952.03ERVFederal Council Ordinance01.01.2013Originalquelle
Positionen, die nach den Artikeln 32–40 von den anrechenbaren Eigenmitteln abzuziehen sind, können von der Berechnung der Mindesteigenmittel zur Unterlegung des Währungsrisikos ausgenommen werden.
Unter folgenden Voraussetzungen können zudem Positionen von der Berechnung der Mindesteigenmittel zur Unterlegung des Währungsrisikos ausgenommen werden, die eingegangen oder aufrechterhalten werden, um das Verhältnis von anrechenbaren Eigenmitteln, Kernkapital oder hartem Kernkapital zur Gesamtheit der nach Risiko gewichteten Positionen (Eigenmittelquoten) vollständig oder teilweise vor Wechselkursänderungen abzusichern:
Die Positionen stammen nicht aus Handelsaktivitäten (strukturelle Fremdwährungspositionen).

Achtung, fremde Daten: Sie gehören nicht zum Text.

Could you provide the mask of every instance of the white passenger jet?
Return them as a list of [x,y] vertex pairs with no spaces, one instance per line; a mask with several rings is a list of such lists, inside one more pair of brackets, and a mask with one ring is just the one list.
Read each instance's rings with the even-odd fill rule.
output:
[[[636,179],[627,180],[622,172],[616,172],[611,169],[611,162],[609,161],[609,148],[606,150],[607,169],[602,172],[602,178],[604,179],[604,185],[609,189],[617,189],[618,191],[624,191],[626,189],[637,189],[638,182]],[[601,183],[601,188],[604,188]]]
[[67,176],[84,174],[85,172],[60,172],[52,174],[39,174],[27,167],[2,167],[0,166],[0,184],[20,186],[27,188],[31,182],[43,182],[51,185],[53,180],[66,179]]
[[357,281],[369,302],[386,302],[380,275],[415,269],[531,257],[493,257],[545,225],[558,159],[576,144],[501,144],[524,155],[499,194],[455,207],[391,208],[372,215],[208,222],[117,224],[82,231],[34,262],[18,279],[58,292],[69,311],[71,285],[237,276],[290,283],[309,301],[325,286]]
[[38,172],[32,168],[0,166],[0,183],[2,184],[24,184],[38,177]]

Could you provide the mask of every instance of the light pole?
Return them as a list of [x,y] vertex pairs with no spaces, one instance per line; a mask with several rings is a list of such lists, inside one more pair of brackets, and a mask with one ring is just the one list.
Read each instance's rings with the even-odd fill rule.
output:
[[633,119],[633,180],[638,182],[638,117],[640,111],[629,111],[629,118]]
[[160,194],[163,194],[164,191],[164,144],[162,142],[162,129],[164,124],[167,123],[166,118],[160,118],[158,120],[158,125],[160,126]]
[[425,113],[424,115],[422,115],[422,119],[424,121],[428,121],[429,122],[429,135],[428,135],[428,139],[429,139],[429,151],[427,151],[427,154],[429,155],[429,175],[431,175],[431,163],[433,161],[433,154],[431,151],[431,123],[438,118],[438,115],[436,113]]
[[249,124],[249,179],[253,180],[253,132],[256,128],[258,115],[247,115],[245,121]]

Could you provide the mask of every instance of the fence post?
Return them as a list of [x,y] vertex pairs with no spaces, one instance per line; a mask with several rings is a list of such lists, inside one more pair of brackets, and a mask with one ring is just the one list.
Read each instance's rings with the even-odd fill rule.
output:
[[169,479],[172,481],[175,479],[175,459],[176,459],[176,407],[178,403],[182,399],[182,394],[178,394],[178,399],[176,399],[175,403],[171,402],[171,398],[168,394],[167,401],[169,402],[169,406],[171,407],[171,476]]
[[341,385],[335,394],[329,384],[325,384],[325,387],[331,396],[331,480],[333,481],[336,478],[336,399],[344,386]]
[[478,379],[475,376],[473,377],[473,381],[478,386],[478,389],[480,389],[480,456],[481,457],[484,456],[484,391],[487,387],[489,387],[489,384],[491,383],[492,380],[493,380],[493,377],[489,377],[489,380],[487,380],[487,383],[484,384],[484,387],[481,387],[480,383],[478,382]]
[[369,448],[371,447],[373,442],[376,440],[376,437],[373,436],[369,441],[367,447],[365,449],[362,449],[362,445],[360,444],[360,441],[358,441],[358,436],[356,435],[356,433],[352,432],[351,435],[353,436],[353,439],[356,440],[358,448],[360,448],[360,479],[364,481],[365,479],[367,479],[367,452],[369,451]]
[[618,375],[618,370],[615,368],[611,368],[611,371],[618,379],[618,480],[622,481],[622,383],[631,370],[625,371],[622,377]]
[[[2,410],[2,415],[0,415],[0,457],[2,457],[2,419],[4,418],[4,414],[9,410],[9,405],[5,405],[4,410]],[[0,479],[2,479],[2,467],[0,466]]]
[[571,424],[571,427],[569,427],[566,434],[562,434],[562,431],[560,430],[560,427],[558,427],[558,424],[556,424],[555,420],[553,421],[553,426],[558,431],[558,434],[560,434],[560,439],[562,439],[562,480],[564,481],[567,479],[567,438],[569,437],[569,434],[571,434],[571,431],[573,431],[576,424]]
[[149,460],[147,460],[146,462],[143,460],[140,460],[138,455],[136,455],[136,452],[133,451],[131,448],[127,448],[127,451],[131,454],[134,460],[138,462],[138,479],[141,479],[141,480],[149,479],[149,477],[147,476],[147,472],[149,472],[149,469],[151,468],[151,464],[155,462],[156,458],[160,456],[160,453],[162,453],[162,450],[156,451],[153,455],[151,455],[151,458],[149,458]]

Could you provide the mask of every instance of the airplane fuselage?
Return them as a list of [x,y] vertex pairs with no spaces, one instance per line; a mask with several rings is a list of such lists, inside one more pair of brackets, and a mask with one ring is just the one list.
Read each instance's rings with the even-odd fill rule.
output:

Der Umfang der ausgenommenen Positionen darf den Wert nicht überschreiten, der zu einer Neutralisierung der Wechselkurssensitivität der Eigenmittelquoten führt.
Die Positionen werden für mindestens sechs Monate von der Berechnung ausgeschlossen.
Die Bank regelt den Aufbau und die Bewirtschaftung dieser strukturellen Fremdwährungspositionen in internen Weisungen.
Der Ausschluss von Positionen und deren Absicherungen muss konsistent erfolgen; einmal ausgeschlossene Positionen bleiben während ihrer gesamten Lebensdauer ausgeschlossen.
Die Bank muss der FINMA jederzeit ein vollständiges Inventar aller ausgeschlossenen Positionen liefern können.
Die FINMA regelt die Vorgaben für die internen Weisungen nach Absatz 2 Buchstabe d in technischen Ausführungsbestimmungen. Sie richtet sich dabei nach Ziffer 11.3 MAR1.